KPK tidak akan terpengaruh jika Fredrich tidak menghadiri sidang lanjutan. Dikatakan Febri, jika Fredrich keberatan atau mempunyai bukti lain terkait perkaranya maka seharusnya diuji di proses persidangan.
“Itu justru akan mengurangi dari hal terdakwa sendiri karena seharusnya kalau keberatan kan bisa mengajukan bukti tandingan pada KPK dan tadi saya sudah cek ke JPU (Jaksa Penuntut Umum) di agenda persidangan berikutnya kita tetap akan masuk ke agenda pembuktian karena hakim pun secara tegas mengatakan demikian,” terang Febri.

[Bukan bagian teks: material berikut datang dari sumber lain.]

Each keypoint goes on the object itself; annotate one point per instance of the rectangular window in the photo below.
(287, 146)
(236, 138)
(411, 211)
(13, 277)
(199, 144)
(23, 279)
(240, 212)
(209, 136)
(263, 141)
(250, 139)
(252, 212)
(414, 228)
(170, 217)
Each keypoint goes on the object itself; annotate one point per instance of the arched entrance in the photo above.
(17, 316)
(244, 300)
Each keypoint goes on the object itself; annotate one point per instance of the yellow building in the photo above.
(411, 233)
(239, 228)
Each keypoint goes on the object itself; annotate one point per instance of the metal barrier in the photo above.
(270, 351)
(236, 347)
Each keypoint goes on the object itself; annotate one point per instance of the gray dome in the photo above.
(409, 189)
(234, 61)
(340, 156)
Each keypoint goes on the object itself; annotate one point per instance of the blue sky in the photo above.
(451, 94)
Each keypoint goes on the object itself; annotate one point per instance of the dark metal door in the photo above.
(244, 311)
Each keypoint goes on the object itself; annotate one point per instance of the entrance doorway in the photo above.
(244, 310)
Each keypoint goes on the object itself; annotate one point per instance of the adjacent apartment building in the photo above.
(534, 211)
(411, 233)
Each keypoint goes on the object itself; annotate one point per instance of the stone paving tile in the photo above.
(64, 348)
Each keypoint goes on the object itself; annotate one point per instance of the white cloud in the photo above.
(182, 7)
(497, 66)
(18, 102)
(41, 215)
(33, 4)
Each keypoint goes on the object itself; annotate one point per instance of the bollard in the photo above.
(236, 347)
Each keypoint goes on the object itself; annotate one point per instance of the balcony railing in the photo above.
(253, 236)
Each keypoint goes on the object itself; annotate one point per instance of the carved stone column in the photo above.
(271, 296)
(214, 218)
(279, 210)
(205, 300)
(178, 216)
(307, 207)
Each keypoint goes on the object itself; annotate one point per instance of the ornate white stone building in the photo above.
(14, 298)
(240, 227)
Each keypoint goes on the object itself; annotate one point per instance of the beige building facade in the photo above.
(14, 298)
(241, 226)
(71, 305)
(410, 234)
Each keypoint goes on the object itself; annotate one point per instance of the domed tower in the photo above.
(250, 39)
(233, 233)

“Jangan sampai proses persidangan ini kemudian akan diulur-ulur atau waktu yang dibutuhkan cukup lama karena prinsip dari perisidnagan itu seharusnya cepat dan sederhana,” ditambahkan Febri.
Pada kesempatan ini Febri menepis tudingan Fredrich Yunadi yang menyebut surat penyidikan (sprindik) terhadap dirinya palsu. Menurut Febri, tudingan itu mengada-ada. “Saya kira mengada-ada, sprindik itu asli, sah dan merupakan bagian yang tidak terpisahkan dari proses penyidikan yang terjadi kemarin,” ucap dia.
Ditegaskan Febri, sprindik itu sah karena dikeluarkan oleh pihak yang memiliki berwenang. Selain itu, nama pihak-pihak yang tertulis dalam sprindik tersebut adalah penyidik yang memang ditugaskan.
“Bahwa ada nama-nama tertentu yang belum bisa menjalankan tugas karena ada halangan, seperti sakit, tentu saja itu tidak kemudian membuat keseluruhan sprindik itu tidak sah. Saya kira alasan itu mengada-ada dan sebenarnya banyak alasan mengada-ada lainnya yang sudah disampaikan dan ditolak oleh hakim juga,” terang Febri.
Alangkah baiknya, disarankan Febri, jika Fredrich fokus pada substansi perkara. Dengan demikian, proses persidangan bisa berjalan lebih baik.
“Mari kita fokus pada substansi perkara agar proses persidangan ini berjalan secara lebih baik. Hk-hak terdakwa juga dihormati tapi kepentingan publik yang luas agar prosea sidang itu menemukan kebenaran materil juga tercapai,” tandas Febri.
Fredrich sebelumnya tak terima eksepsi atau nota keberatannya ditolak Majelis Hakim Pengadilan Tipikor. Fredrich tetap beranggapan dakwaan yang disampaikan jaksa penuntut umum pada KPK palsu.
Di hadapan hakim, Fredrich menerangkan surat penyidikan terhadap dirinya palsu. Salah satu yang dipermasalahkan oleh Fredrich lantaran tertera nama dan tanda tangan Novel Baswedan. Sementara, menurut Fredrich, Novel tak ikut memeriksa dirinya.
Namun, hal itu tak digubris oleh hakim. Fredrich pun sesumbar jika dirinya tak akan menghadiri persidangan lanjutan yang rencananya akan digelar pekan depan, Kamis, 15 Maret 2018.